Depois, vem o trabalho talvez mais importante: guardar esses livros em seus devidos lugares. Os lançamentos ou livros cuja venda é certa geralmente vão para lugares de destaque na livraria. Mas a maioria das obras vai para as estantes, ou por serem livros que ficam melhor abrigadas nelas, ou por serem obras que, sejamos sinceros, não merecem ocupar espaços nobres.
Alguns desses espaços nobres são as vitrines, que precisam ser montadas com cuidado. Os livros a serem colocados nelas devem ser não apenas bons, mas interessantes e bonitos. Os livros são portadores de conhecimento mas são também produtos, e, se a lógica de uma livraria é obter lucro, não se coloca “Dom Casmurro” na vitrine.
Mas até o momento estamos falando de atividades não muito “chatas”. É desafiador, até, procurar espaços estratégicos para bons livros ou boas apostas. E é extremamente gratificante ver que uma determinada exposição resultou em venda, principalmente no caso de livros que não estão na mídia.
As atividades “chatas” – entre aspas porque, se você gosta de livros, jamais vai dizer que é chato trabalhar em uma livraria – são as seguintes: limpar prateleiras e balcões, ensinar aos clientes como se abre um livro – porque a maioria das pessoas não sabe abrir um livro; geralmente elas os abrem demais, dobram demais a capa –, cuidar para que os filhos dos clientes não rasguem os livros nem os joguem no chão, recolher títulos da área infantil na área de sexologia ou livros de Filosofia na estante de Administração – que, detalhe, são bem distantes uma da outra –, entre outras atividades.

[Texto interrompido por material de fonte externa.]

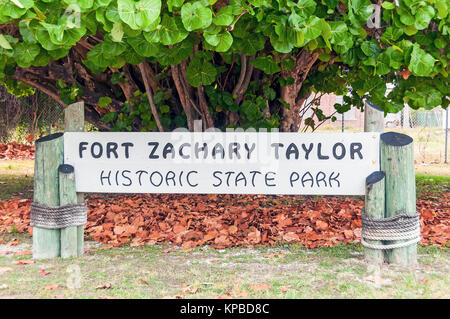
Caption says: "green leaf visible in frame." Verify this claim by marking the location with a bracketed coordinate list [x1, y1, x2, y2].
[303, 16, 322, 41]
[63, 0, 94, 9]
[0, 34, 12, 50]
[167, 0, 184, 12]
[186, 51, 217, 87]
[408, 43, 435, 76]
[204, 31, 233, 52]
[127, 34, 161, 56]
[14, 42, 40, 67]
[111, 22, 124, 42]
[158, 14, 188, 45]
[381, 1, 395, 10]
[98, 96, 112, 107]
[361, 40, 381, 57]
[351, 0, 373, 21]
[414, 6, 435, 30]
[233, 33, 265, 56]
[118, 0, 161, 30]
[329, 21, 348, 44]
[250, 55, 281, 75]
[213, 6, 234, 26]
[181, 1, 212, 31]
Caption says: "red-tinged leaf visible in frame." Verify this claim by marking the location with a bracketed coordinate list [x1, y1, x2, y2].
[237, 290, 249, 298]
[14, 251, 32, 256]
[344, 229, 354, 239]
[280, 285, 290, 292]
[139, 279, 149, 285]
[315, 220, 329, 231]
[40, 269, 50, 276]
[249, 283, 271, 291]
[15, 260, 34, 265]
[42, 284, 58, 290]
[7, 240, 19, 246]
[96, 283, 112, 289]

Mas o mais “chato” – e também divertido –, mesmo, talvez seja bancar o detetive. Sim, porque todos os livreiros têm algo de Sherlock Holmes – se não têm, aprendem a duras penas. Livreiros precisam indicar livros para os clientes presentearem chefes, sogras, namoradas, amigos ou pessoas que sequer conhecem bem. Livreiros precisam descobrir qual é o livro de capa vermelha que estava na vitrine há cerca de um mês. Livreiros precisam descobrir qual é aquele “livro de administração” escrito por um tal de Niá Tsu – a saber: “A arte da guerra”, de Sun Tzu. Livreiros precisam saber quais são as obras que estão disponíveis na loja sobre a reprodução de cavalos-marinhos brancos no Oceano Índico.
E não se pode deixar de mencionar o fato de que livreiros fazem também as vezes de psicólogos. Aquelas mesmas pessoas que imaginam não haver trabalho algum a ser feito na livraria pensam que podem passar horas conversando com o livreiro sobre o que quer que seja – e aqui você pode imaginar qualquer coisa mesmo.
Por tudo isso, e por outras coisas que não foram mencionadas aqui – mas, principalmente, pelo amor que algumas poucas boas almas têm pelos livros e pela literatura –, trabalhar em livraria é uma delícia. Um prazer que poucos conhecem e têm a alegria de desfrutar.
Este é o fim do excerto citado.